Neem pauzes. De meeste mensen hebben een korte aandachtsspanne. Als je te lang zit zonder je uit te rekken of te ontspannen, ben je minder productief dan wanneer je af en toe stopt. Elk uur een kwartier pauze nemen is voor de meeste mensen een goed idee. (Als je echt geconcentreerd bent, wacht dan tot het een goed moment is om te stoppen.)
Get It Ready to Go
Als je huiswerk af is, stop het dan in je rugzak. Niets is vervelender dan een afgemaakte opdracht die je de volgende ochtend niet meer kunt vinden. Nu ben je vrij om rond te hangen – zonder het schuldgevoel van onafgemaakt werk.
Haal hulp wanneer je het nodig hebt
Zelfs als je oplet in de klas, studeert voor toetsen en je huiswerk maakt, lijken sommige vakken te moeilijk. Je hoopt misschien dat het makkelijker wordt, maar meestal gebeurt dat niet.
Wat voor veel mensen wel gebeurt, is dat ze steeds harder gaan werken terwijl ze steeds verder achterop raken. Er is niets gênants aan hulp vragen. Niemand begrijpt alles.
Start met je leraar of begeleidingsadviseur. Sommige leraren werken voor of na schooltijd met leerlingen om dingen duidelijker uit te leggen. Maar wat als je je niet op je gemak voelt bij je leraar?

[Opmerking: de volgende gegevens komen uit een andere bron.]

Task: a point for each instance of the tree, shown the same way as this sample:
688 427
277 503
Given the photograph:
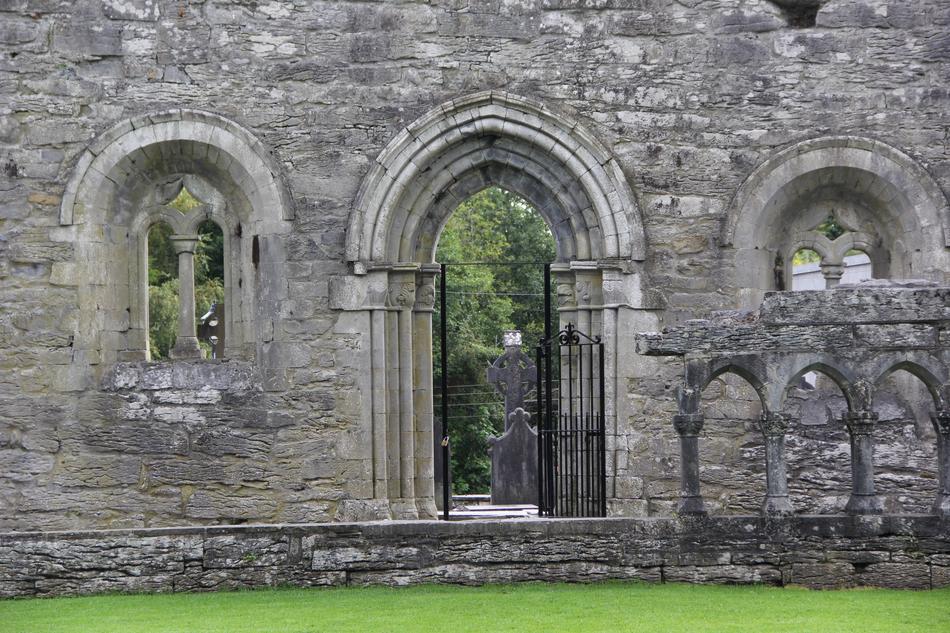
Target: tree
494 225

Als je school groot is, zijn er misschien andere docenten die hetzelfde onderwerp kennen. Soms helpt het gewoon als een nieuw iemand iets op een andere manier uitlegt.
Vraag het aan een klasgenoot. Als je iemand kent die goed is in een bepaald onderwerp, vraag dan of je samen kunt studeren. Dit kan helpen, maar bedenk wel dat mensen die een onderwerp begrijpen niet altijd even goed zijn in het uitleggen ervan.
Vind een tutor. Je moet hier met een volwassene over praten, want het kost meestal geld om een tutor in te huren. Tutoren komen bij je thuis of ontmoeten je ergens zoals de bibliotheek of een tutoring center. Ze werken samen met studenten om dingen die in de klas zijn geleerd te herzien en uit te leggen. Dit geeft je de kans om vragen te stellen en in je eigen tempo te werken. Je leraar of begeleider kan je helpen een tutor te vinden als je geïnteresseerd bent.